African dolls play on the world stage
Unlike troll-looking dolls that first hit the market years ago for girls of colour, the Sibahle collection is simply adorable.
They are also childlike in their features. The creators behind the brand are Caroline Hlahla (36) and Khulile Vilakazi-Ofosu (43).
It was the latter's daughter who at three years old asked to have a doll with a flowy hair.
"I looked at my daughter's toys and discovered that all her dolls indeed had flowy hair. She was asking for what she perceived as beautiful."
And so the process to create a doll in her image begun.
"It was important for us to make sure that the dolls are very childlike as we felt little girls needed to see themselves in the dolls. By creating too different an image of where the child is at their development stage, we felt was not appropriate for what our brand represents, which is that of affirming our kids to love themselves as they are," says Hlahla.
They designed the features and get the dolls made in Europe. "We first had them made in China but met with a lot of resistance where manufactures were unapologetic of the fact that they did not make black dolls. We were told black dolls are ugly and black dolls do not sell. It was at this point that we decided to try the European market. We felt comfortable with this decision as we wanted to be 100% sure that the dolls have passed the highest standards of quality."
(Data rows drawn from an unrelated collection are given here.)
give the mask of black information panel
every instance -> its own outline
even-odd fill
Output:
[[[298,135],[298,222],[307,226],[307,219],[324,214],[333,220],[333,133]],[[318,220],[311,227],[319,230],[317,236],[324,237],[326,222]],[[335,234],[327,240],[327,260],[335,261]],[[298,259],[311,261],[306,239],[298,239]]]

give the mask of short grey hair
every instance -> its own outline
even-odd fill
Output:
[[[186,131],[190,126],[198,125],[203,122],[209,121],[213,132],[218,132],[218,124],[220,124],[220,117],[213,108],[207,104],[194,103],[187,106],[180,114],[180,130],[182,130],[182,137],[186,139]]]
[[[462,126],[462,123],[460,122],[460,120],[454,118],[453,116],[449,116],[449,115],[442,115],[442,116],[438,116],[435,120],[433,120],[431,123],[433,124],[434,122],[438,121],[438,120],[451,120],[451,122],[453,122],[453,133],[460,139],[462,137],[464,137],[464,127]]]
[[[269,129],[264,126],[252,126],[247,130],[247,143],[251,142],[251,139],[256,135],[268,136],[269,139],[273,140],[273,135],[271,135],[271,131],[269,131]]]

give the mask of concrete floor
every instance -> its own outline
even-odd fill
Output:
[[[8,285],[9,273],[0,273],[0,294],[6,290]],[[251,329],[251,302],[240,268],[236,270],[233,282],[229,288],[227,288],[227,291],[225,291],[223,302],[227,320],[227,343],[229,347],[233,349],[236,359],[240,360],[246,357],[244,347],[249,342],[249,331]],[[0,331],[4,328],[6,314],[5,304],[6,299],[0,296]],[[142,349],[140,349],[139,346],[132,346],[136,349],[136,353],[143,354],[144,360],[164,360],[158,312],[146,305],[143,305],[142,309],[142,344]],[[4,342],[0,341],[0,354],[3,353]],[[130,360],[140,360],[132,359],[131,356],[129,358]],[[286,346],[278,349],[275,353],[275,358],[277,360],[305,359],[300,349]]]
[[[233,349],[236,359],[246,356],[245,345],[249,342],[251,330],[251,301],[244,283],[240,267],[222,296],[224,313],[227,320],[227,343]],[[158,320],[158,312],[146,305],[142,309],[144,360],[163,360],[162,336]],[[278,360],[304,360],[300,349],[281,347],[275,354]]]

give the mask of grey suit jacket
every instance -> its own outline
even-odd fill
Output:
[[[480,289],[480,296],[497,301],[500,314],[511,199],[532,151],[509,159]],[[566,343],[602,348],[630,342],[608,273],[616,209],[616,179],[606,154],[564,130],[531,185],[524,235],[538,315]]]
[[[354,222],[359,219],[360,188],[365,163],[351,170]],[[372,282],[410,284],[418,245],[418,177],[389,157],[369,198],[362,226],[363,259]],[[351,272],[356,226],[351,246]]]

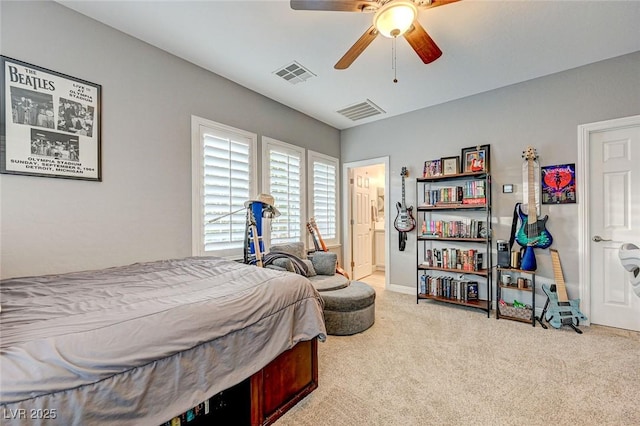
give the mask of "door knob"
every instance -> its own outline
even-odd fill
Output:
[[[592,240],[595,241],[596,243],[599,243],[600,241],[611,241],[611,240],[606,240],[602,238],[600,235],[596,235],[595,237],[592,238]]]

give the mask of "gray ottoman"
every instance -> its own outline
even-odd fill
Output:
[[[361,333],[375,321],[376,292],[370,285],[351,281],[349,286],[320,293],[324,300],[327,334],[348,336]]]

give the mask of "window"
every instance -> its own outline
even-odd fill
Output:
[[[327,245],[338,244],[338,159],[309,151],[309,211]]]
[[[270,244],[303,241],[304,151],[295,145],[262,138],[263,188],[273,196],[281,213],[271,221]]]
[[[191,131],[193,254],[241,256],[244,203],[257,193],[257,136],[195,116]]]

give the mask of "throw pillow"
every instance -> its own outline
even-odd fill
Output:
[[[318,275],[334,275],[338,264],[338,255],[331,252],[318,251],[311,258],[313,268]]]
[[[318,275],[313,267],[313,262],[311,262],[311,260],[302,259],[302,261],[305,265],[307,265],[307,277],[315,277],[316,275]]]
[[[301,241],[293,243],[274,244],[269,248],[269,251],[273,253],[287,253],[292,254],[300,259],[305,259],[304,243]]]
[[[291,261],[291,259],[274,259],[272,263],[274,266],[279,266],[280,268],[284,268],[289,272],[295,272],[295,268],[293,267],[293,262]]]

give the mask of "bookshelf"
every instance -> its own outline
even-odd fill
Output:
[[[433,300],[491,314],[491,176],[416,179],[417,303]]]

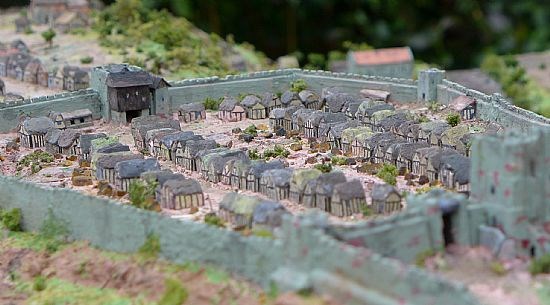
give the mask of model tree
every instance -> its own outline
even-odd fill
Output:
[[[52,44],[53,44],[53,38],[55,37],[55,31],[53,29],[49,29],[47,31],[44,31],[42,32],[42,38],[44,38],[44,40],[50,44],[50,48],[52,47]]]

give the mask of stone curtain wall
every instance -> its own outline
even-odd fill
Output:
[[[478,304],[463,285],[336,241],[313,217],[289,217],[279,238],[268,239],[5,176],[0,176],[0,194],[1,208],[22,210],[25,230],[39,230],[55,217],[71,238],[118,252],[134,252],[156,234],[168,260],[212,263],[266,288],[272,280],[282,288],[313,287],[345,304]]]
[[[499,94],[486,95],[444,79],[437,85],[437,102],[448,105],[457,96],[467,95],[477,100],[477,115],[481,120],[495,122],[508,128],[550,128],[550,119],[516,107]]]
[[[83,108],[90,109],[94,118],[101,117],[101,106],[95,90],[85,89],[10,103],[0,103],[0,132],[15,129],[19,123],[19,117],[23,114],[37,117],[46,116],[50,111],[62,112]]]

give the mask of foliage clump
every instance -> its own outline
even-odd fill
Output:
[[[67,242],[68,236],[69,229],[67,228],[67,224],[55,217],[50,210],[39,231],[39,237],[46,243],[46,251],[50,253],[56,252],[60,246]]]
[[[94,58],[92,56],[84,56],[80,58],[80,63],[82,64],[91,64],[94,61]]]
[[[531,272],[532,275],[550,273],[550,254],[547,253],[532,260],[529,266],[529,272]]]
[[[298,93],[305,89],[307,89],[307,83],[301,78],[290,83],[290,91],[292,92]]]
[[[378,178],[384,180],[387,184],[397,184],[397,167],[393,164],[384,164],[382,169],[376,174]]]
[[[204,100],[204,108],[208,110],[218,110],[220,108],[220,104],[222,103],[222,99],[214,99],[211,97],[207,97]]]
[[[290,155],[290,151],[281,145],[275,145],[273,149],[264,150],[264,159],[282,157],[286,158]]]
[[[44,291],[46,289],[46,278],[39,275],[32,281],[32,289],[34,291]]]
[[[214,213],[206,214],[204,216],[204,223],[211,226],[220,227],[220,228],[225,227],[223,220]]]
[[[52,154],[42,150],[35,150],[19,160],[19,162],[17,162],[17,168],[20,170],[22,167],[30,167],[31,172],[35,174],[42,169],[43,164],[49,164],[53,161],[54,157]]]
[[[255,137],[255,136],[258,135],[258,129],[256,128],[256,125],[252,124],[252,125],[246,127],[246,129],[243,130],[243,133]]]
[[[55,37],[56,33],[53,29],[48,29],[47,31],[42,32],[42,38],[50,45],[50,48],[53,45],[53,39]]]
[[[330,162],[333,165],[346,165],[348,164],[348,159],[342,156],[332,156],[332,158],[330,158]]]
[[[330,173],[332,171],[332,165],[330,163],[315,164],[313,168],[321,171],[322,173]]]
[[[363,208],[361,209],[361,213],[362,213],[363,216],[365,216],[365,217],[374,215],[374,211],[373,211],[372,208],[369,207],[368,205],[364,205],[364,206],[363,206]]]
[[[498,275],[498,276],[506,275],[506,268],[499,261],[491,262],[489,267],[491,268],[491,271],[493,271],[493,273]]]
[[[250,160],[259,160],[259,159],[262,158],[262,156],[260,155],[260,153],[258,153],[258,149],[257,149],[257,148],[249,149],[249,150],[248,150],[248,157],[250,158]]]
[[[0,221],[2,226],[10,231],[21,231],[21,209],[0,210]]]
[[[143,245],[139,248],[140,257],[149,260],[156,259],[160,253],[160,239],[155,234],[150,234]]]
[[[155,201],[157,186],[157,182],[132,181],[128,188],[128,195],[132,205],[144,210],[155,210],[158,205]]]
[[[164,286],[164,294],[158,301],[158,305],[181,305],[187,301],[189,292],[179,280],[168,278]]]
[[[424,267],[426,265],[426,260],[430,257],[433,257],[435,255],[435,251],[433,249],[428,249],[425,251],[422,251],[416,255],[415,258],[415,264],[417,267]]]
[[[460,115],[457,113],[449,114],[446,118],[447,124],[451,125],[452,127],[455,127],[460,123]]]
The creators say the Sibahle brand is an inclusive one which seeks to unite the Rainbow Nation. "We want to teach kids tolerance of one another, to embrace and celebrate diversity. We also want to represent those that have been previously ignored by the beauty world and the toy industry."
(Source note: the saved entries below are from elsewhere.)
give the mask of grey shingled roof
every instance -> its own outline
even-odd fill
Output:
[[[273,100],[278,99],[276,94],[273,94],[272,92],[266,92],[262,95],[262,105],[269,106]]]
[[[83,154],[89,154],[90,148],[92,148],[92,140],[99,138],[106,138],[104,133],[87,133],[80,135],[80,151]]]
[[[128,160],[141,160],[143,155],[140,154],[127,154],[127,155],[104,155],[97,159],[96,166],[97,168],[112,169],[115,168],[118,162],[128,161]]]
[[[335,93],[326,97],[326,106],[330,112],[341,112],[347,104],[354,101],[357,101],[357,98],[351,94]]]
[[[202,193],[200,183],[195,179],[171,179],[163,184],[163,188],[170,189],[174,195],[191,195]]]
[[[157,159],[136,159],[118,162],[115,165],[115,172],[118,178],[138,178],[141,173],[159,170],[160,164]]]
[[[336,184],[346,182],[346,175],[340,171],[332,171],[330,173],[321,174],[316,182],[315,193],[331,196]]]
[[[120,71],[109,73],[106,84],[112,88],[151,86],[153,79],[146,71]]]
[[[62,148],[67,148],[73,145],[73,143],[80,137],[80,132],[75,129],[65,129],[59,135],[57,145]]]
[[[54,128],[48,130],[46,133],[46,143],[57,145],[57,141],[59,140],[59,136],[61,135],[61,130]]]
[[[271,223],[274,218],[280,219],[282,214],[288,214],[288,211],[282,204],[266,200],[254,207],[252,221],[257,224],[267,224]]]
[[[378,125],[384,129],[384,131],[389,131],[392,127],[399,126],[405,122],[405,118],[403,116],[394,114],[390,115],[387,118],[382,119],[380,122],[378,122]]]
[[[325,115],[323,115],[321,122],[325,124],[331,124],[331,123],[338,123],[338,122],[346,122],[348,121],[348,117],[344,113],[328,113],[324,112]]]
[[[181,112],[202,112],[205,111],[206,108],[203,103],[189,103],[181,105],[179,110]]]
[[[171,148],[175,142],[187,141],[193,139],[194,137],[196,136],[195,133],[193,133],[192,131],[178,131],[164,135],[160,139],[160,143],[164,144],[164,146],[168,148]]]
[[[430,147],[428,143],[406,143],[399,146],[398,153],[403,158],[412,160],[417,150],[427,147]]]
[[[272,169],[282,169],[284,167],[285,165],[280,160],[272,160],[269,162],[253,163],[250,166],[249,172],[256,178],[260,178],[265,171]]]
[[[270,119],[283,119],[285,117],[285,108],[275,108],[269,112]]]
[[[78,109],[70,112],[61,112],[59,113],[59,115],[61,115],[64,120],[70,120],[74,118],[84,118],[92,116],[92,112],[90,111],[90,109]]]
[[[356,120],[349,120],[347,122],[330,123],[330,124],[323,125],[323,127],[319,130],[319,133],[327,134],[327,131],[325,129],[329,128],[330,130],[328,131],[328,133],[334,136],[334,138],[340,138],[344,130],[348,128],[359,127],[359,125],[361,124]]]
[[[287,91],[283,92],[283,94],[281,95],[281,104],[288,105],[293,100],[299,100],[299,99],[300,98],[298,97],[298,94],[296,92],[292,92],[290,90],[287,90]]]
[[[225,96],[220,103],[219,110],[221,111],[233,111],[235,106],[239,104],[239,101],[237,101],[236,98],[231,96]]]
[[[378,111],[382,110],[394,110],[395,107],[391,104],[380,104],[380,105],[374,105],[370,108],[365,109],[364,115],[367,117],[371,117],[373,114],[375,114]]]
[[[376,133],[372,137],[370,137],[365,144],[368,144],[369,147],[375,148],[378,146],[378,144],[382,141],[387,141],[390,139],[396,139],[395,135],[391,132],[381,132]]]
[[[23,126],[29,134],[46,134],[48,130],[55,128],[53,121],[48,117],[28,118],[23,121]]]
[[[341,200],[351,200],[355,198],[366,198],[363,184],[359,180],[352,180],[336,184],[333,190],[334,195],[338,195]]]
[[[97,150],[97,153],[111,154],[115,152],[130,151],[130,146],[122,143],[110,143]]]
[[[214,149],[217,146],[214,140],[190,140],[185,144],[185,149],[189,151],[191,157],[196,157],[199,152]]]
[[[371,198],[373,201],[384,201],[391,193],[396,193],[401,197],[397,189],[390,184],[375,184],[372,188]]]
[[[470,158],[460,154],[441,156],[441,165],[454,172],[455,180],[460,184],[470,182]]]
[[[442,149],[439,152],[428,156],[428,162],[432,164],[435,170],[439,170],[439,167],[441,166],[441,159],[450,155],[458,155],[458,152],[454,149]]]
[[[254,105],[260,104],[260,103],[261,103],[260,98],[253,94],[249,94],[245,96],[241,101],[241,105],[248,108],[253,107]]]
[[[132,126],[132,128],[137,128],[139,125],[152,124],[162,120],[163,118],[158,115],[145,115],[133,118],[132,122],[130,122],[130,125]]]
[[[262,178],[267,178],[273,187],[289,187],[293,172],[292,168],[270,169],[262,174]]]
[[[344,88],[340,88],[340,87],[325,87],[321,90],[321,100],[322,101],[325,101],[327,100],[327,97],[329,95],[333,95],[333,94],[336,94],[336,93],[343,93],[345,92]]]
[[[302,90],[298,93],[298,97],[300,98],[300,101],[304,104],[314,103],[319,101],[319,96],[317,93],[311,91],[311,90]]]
They achieved this by recently introducing the vitiligo doll called Ndanaka, meaning "I am beautiful" in Shona. Zuri who has albinism is doing well for the brand sold as far as Russia and South Korea.
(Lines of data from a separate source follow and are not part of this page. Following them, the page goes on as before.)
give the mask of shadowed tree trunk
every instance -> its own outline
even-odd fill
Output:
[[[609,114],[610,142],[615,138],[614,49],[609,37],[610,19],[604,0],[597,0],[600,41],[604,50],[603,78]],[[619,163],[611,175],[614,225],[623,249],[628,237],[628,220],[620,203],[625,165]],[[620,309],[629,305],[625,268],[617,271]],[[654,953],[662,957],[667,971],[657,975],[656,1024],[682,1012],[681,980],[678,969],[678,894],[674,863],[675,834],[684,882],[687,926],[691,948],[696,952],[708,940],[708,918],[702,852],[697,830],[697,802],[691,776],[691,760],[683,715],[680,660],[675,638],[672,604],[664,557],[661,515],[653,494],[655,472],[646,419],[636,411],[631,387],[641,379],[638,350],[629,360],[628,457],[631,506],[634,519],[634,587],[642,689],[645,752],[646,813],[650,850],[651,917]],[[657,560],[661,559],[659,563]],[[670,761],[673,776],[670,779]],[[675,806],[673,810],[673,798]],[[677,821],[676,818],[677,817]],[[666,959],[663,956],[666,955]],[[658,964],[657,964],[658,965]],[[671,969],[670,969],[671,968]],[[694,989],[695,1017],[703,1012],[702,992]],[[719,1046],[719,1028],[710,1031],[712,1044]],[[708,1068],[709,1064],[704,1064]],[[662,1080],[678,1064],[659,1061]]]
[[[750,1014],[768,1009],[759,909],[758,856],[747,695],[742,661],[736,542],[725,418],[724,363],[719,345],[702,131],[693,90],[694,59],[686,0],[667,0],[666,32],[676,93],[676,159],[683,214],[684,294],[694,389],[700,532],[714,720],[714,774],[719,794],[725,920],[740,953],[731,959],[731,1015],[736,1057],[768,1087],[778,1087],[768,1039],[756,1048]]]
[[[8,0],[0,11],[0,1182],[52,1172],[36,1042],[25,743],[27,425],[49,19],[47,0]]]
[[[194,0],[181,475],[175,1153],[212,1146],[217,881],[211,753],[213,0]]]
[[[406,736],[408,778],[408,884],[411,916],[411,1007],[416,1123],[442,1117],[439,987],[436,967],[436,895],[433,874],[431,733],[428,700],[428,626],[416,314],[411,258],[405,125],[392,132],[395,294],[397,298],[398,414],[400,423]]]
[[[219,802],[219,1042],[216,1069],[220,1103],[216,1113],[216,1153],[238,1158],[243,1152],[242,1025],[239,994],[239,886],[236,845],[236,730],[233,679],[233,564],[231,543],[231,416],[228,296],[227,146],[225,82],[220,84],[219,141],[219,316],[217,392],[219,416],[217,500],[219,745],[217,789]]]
"These dolls are also helping create a much-needed dialogue about redefining beauty, embracing and celebrating each person's uniqueness."
Hlahla says all models have a name that translates back to beauty from Nobuhle to Bontle to Zuri.
They also added a doll of mixed heritage, Ayana, and Indian heritage, Neha, to the club.
They also sell Afro print tutu dresses for little girls to match to their doll of choice outfit.